Both Sarek and Spock will fully recover. They have also seemingly repaired the rift between them, as they take some time needling Amanda over her emotionalism. And McCoy finally gets the last word by making them all shush.

This excellent episode has it all, despite being a bottle show: action, character moments, and humor. Who can't be interested in a look at Spock's non-traditional Vulcan family? The initial chasm between Spock and his father only underlines Spock's aloneness wherever he goes. Hopefully some of that has been healed.

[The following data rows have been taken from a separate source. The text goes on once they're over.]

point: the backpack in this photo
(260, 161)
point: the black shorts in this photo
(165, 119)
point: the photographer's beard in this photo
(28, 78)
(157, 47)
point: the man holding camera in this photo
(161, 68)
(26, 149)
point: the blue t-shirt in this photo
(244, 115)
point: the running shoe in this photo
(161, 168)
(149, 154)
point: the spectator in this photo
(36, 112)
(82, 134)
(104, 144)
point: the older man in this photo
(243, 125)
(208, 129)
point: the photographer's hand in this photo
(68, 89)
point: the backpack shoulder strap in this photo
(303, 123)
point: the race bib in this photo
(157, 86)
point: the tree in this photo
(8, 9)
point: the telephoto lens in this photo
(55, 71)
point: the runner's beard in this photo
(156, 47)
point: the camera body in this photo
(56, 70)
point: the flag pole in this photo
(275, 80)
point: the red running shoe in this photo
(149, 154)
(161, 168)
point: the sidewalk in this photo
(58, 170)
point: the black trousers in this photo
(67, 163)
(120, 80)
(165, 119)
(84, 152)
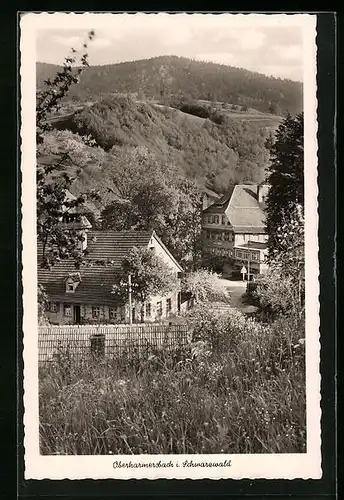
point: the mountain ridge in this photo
(165, 77)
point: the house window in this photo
(53, 307)
(67, 310)
(95, 312)
(113, 313)
(159, 308)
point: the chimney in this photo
(83, 226)
(262, 191)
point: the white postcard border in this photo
(270, 466)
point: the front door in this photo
(76, 315)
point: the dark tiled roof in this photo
(211, 193)
(217, 208)
(96, 280)
(258, 245)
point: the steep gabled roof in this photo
(243, 210)
(211, 193)
(96, 279)
(218, 207)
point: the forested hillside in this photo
(216, 153)
(163, 78)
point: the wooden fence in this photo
(109, 341)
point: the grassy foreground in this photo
(239, 388)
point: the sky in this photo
(275, 50)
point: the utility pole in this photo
(248, 260)
(130, 301)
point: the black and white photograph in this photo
(169, 222)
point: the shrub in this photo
(246, 397)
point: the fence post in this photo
(98, 344)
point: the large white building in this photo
(233, 229)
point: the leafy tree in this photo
(285, 177)
(173, 211)
(149, 276)
(59, 241)
(282, 289)
(203, 286)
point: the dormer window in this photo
(72, 282)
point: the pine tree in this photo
(285, 177)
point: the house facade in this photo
(85, 295)
(233, 223)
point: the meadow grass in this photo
(238, 388)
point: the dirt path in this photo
(237, 290)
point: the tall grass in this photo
(239, 388)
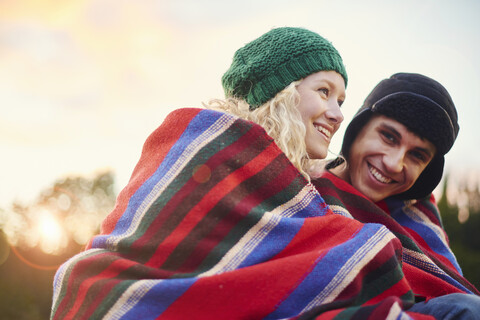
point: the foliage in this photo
(461, 220)
(36, 238)
(29, 258)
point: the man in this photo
(393, 153)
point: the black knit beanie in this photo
(268, 64)
(425, 107)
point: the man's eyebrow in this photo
(427, 151)
(395, 132)
(392, 129)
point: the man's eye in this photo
(390, 138)
(324, 91)
(418, 155)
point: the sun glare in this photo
(50, 231)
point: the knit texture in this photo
(425, 107)
(268, 64)
(216, 223)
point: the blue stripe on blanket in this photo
(430, 237)
(276, 240)
(201, 123)
(157, 299)
(333, 271)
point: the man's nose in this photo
(394, 161)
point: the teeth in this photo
(323, 130)
(379, 176)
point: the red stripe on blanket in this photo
(227, 295)
(333, 228)
(246, 205)
(426, 248)
(110, 272)
(211, 199)
(154, 151)
(424, 284)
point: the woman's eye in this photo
(324, 91)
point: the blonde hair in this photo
(280, 118)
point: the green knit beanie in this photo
(268, 64)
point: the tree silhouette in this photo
(36, 238)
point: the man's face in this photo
(386, 158)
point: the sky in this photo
(84, 82)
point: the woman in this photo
(219, 220)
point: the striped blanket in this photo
(429, 265)
(216, 223)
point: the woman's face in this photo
(386, 158)
(321, 95)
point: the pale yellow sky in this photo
(83, 83)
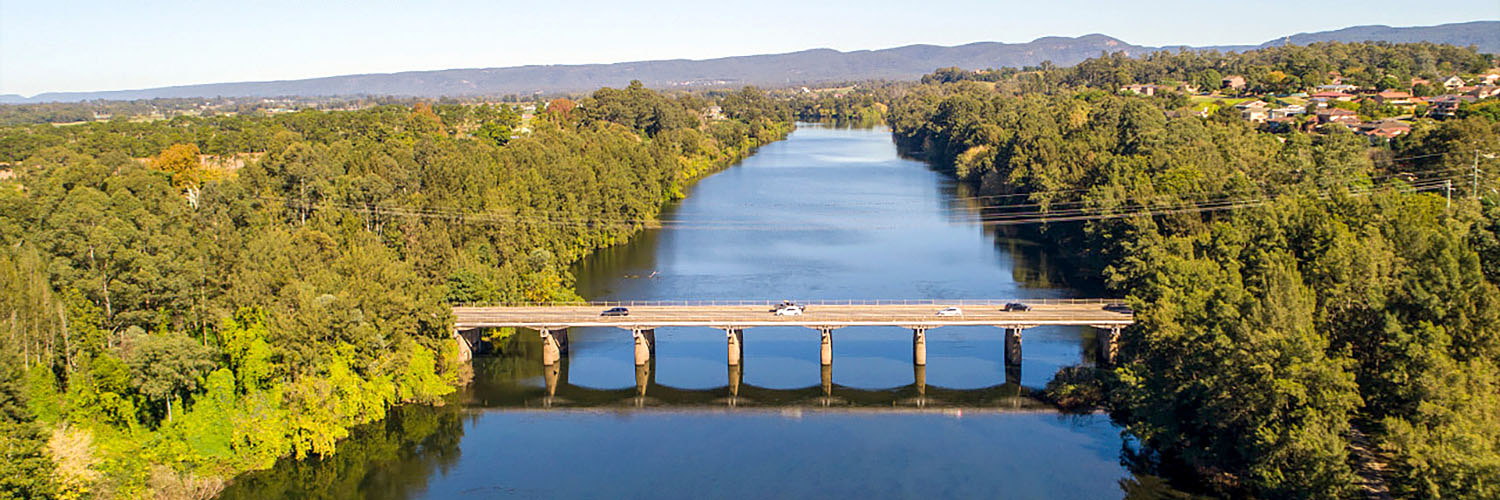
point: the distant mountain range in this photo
(810, 66)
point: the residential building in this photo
(1337, 116)
(1383, 129)
(1334, 95)
(1446, 107)
(1394, 98)
(1338, 87)
(1287, 111)
(1484, 92)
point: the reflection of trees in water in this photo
(384, 460)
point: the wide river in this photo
(827, 213)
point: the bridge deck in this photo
(738, 316)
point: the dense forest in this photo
(186, 299)
(1296, 295)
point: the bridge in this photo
(734, 317)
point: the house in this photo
(1280, 125)
(1383, 129)
(1446, 107)
(1394, 98)
(1484, 92)
(1338, 87)
(1337, 116)
(1287, 111)
(1490, 77)
(1334, 95)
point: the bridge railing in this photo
(819, 302)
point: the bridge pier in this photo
(735, 376)
(554, 346)
(468, 343)
(645, 346)
(642, 380)
(920, 346)
(827, 350)
(1013, 346)
(737, 347)
(920, 379)
(827, 374)
(1109, 344)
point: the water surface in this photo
(828, 213)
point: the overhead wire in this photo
(1008, 218)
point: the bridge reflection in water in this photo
(557, 392)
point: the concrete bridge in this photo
(827, 316)
(737, 394)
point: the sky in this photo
(63, 45)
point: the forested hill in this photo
(188, 299)
(1295, 290)
(768, 69)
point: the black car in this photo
(786, 304)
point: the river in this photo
(827, 213)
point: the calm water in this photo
(828, 213)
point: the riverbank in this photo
(857, 207)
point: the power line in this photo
(1014, 218)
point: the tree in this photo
(182, 162)
(165, 367)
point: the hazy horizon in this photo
(96, 47)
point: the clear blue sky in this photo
(54, 45)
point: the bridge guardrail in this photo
(876, 302)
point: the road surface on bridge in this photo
(740, 316)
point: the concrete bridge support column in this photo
(735, 376)
(737, 347)
(920, 379)
(642, 380)
(1013, 347)
(827, 374)
(827, 352)
(549, 376)
(920, 347)
(645, 346)
(554, 346)
(1109, 344)
(467, 346)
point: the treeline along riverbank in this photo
(1290, 289)
(186, 299)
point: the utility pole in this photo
(1476, 174)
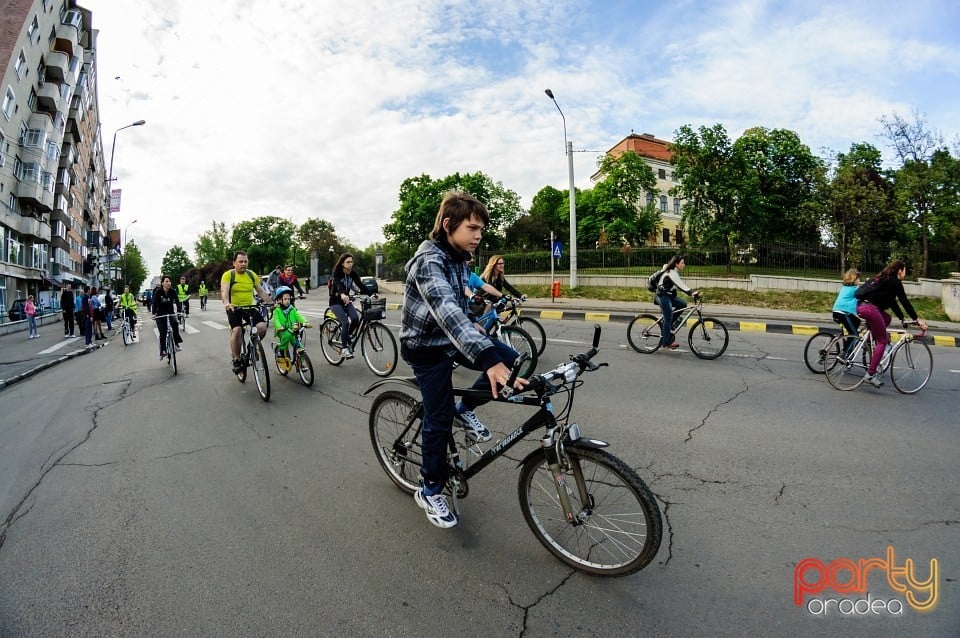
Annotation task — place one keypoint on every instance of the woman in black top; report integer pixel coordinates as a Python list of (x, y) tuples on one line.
[(344, 282), (880, 294), (167, 302)]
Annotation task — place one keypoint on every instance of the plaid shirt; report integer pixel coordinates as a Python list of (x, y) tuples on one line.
[(435, 313)]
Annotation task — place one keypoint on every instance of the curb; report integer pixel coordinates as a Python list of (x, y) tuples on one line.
[(803, 329), (26, 374)]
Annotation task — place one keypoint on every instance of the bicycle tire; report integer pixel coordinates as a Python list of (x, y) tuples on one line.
[(378, 347), (261, 373), (618, 527), (330, 341), (535, 329), (911, 366), (645, 333), (304, 368), (521, 341), (395, 423), (842, 372), (815, 351)]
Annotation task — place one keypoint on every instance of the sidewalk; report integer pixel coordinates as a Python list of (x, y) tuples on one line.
[(21, 358)]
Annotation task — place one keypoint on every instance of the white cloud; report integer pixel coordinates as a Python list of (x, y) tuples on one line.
[(322, 109)]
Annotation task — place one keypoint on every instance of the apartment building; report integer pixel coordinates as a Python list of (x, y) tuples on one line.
[(657, 154), (53, 205)]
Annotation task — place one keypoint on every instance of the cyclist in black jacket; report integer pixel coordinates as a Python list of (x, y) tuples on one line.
[(167, 302), (876, 296)]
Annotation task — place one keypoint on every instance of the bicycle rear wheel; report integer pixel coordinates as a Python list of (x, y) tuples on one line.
[(522, 342), (911, 366), (535, 329), (304, 368), (330, 341), (644, 333), (379, 349), (617, 526), (261, 373), (816, 350), (708, 338), (395, 423), (845, 371)]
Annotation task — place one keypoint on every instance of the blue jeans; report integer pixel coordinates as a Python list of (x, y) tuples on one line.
[(435, 379), (667, 305)]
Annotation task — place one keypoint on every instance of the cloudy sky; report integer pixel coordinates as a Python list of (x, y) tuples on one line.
[(317, 108)]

I still can't quite fathom why Sarek and Amanda got married. I can potentially see the interest Amanda might have: Vulcans can appear very mysterious and "deep" as well as being physically imposing, and her personality might fit well with Vulcan traditions. Maybe she even hopes to "humanize" Sarek a bit. In any case, I have to wonder if she really realized what she was getting into, becoming part of a family that cannot express its feelings.

However, how could Sarek find marrying Amanda logical? What kind of logic is there in going against Vulcan traditions to marry a non-Vulcan? I think his marriage makes clear the lie that Vulcans have no emotions, because only love can explain such irrationality.

I also wonder how Sarek marrying Amanda was possible. We learned earlier in the season in "Amok Time" that a male and a female Vulcan are bonded as children so that they will be drawn together when the Vulcan male goes into pon farr; this is what happened with Spock and T'Pring. How did Sarek avoid this? T'Pring's challenge of the marriage was implied to be exceptionally rare, so it seems unlikely that the same thing could have happened to Sarek. Did he have a previous Vulcan wife that died? On a wider scope, this episode nicely fills in some details on how the democracy that is the Federation works. It's quite a vision of the future to think about delegations from worlds, not just countries, meeting and voting on issues. This background helps give credence to Kirk's many prior statements that Starfleet is essentially peaceful and only uses force in defense.

The delegates other than the Vulcans are pretty much cardboard cut-outs. It's a little odd that even though the planet Coridan was the crux of the situation, we did not meet a representative of that world. It's a shame that the series never really employed any of them, or their species, again. We also see very little more in the way of Federation politics in the series. While I wouldn't want that every episode, it would have been interesting to see some occasionally.

A mark of the excellence of this episode is the tight writing - there's nothing wasted in the episodes. We see Sarek slipping pills, and significant glances between people. The chemistry between the characters crackles, from Kirk and McCoy complaining about dress uniforms to McCoy ribbing Spock about his childhood pets. The episode is a pleasure to watch.